Otherwise it gets easier to break with the party if you’ve already done so, and getting to an agreement that works around Republican house leadership opens the door to doing the same in the budget fight. Dems holding strong here makes it clear they’re being serious when they draw lines in the sand over the budget too
ETA: that seven days in May thing is not even remotely accurate, as there’s zero requirement that the house and senate and Biden need to be available at the same time to get any of this done. We have until the 25th for the house to pass something that the senate is okay with.
I guess that’s not flashy enough for our braindead media though?
a thousand flouncing lurkers (was fidelio)
@AxelFoley: 🎂🎉
Geminid
@Eolirin: That is all very true. I think this wrangle will run past May 25 and into June, though.
andy
@opiejeanne: We were so lucky Dayton beat that pig for the governorship back in the teens.
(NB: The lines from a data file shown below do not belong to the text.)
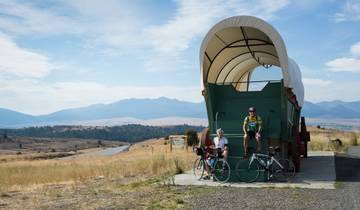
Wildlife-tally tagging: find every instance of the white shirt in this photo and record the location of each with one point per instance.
(220, 143)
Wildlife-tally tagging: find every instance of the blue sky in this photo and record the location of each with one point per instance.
(70, 53)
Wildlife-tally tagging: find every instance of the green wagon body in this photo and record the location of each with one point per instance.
(228, 98)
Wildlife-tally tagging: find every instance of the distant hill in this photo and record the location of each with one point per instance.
(144, 111)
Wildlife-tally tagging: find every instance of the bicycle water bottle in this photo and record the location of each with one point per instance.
(268, 163)
(262, 162)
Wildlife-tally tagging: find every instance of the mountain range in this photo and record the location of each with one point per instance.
(143, 111)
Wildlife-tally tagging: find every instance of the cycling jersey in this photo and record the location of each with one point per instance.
(252, 123)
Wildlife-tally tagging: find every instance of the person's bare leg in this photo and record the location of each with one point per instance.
(207, 168)
(246, 142)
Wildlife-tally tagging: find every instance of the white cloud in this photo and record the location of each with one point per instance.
(16, 61)
(316, 82)
(317, 90)
(194, 18)
(349, 64)
(350, 11)
(45, 98)
(23, 18)
(191, 20)
(355, 49)
(344, 64)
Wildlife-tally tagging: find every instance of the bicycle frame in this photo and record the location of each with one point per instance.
(267, 164)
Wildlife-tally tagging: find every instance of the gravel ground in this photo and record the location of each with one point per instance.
(105, 194)
(346, 196)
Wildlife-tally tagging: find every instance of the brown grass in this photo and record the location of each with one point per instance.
(322, 139)
(144, 160)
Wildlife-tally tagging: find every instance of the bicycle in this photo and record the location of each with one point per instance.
(248, 170)
(218, 167)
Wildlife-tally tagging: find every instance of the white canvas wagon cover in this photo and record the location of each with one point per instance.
(234, 47)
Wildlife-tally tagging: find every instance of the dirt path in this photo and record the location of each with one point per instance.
(116, 194)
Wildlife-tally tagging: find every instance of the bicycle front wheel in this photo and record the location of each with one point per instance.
(283, 172)
(222, 170)
(199, 168)
(246, 172)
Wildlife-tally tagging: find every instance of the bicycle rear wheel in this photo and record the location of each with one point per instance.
(199, 168)
(222, 170)
(246, 172)
(283, 172)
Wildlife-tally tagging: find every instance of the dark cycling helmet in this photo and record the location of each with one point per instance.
(252, 109)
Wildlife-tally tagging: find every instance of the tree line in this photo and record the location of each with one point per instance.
(129, 133)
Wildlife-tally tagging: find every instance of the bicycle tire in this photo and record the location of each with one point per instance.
(283, 174)
(199, 168)
(246, 173)
(222, 170)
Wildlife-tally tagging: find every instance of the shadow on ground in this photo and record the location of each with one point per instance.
(347, 168)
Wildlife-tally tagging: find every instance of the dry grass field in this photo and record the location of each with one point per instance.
(133, 179)
(137, 178)
(144, 160)
(332, 139)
For a while Dayton was the only one holding the line against the MNGOP- otherwise we could have been a GOP dictatorship like Wisconsin.
Eolirin
@Geminid: Yellen is saying June 1st is the potential x day atm, I think, so let’s hope not.
Geminid
@Eolirin: That projected date Yellen gave may not be a hard deadline. The federal government is not like a bank that can be put into receivership by a superior institution when it becomes insolvent.
But June 1 may very well be a threshold which, if crossed, brings on successively greater financial stress and political pressure. That could be what it takes to break Republican resistance.
lowtechcyclist
nevermind
Steeplejack
@Ohio Mom:
Yes, I have tagged it for the BJ Stasi files. Birthdays coming up next week for Cameron and NotMax!
Steeplejack
@Steeplejack:
Windows 11 update complete. Yee-haw! Took almost exactly an hour for the download and upgrade, then another 30-60 minutes of me seething about and fiddling with various settings, mostly minor and bordering on OCD. Things okay now, although, as Another Scott said above, it takes a few more clicks to do some things and they have taken away a few interface options. Oh, well, for Microsoft that’s usually how progress goes.
Paul in KY
@AxelFoley: Happy Birth Day! Yay!
Paul in KY
@Steeplejack: Sounds good. Glad it was uneventful.
Ryan
Clearly MTG has never heard of Omaha and how it went for Obama. And Biden.
JAFD
@AxelFoley: Happy Birthday, and many many more.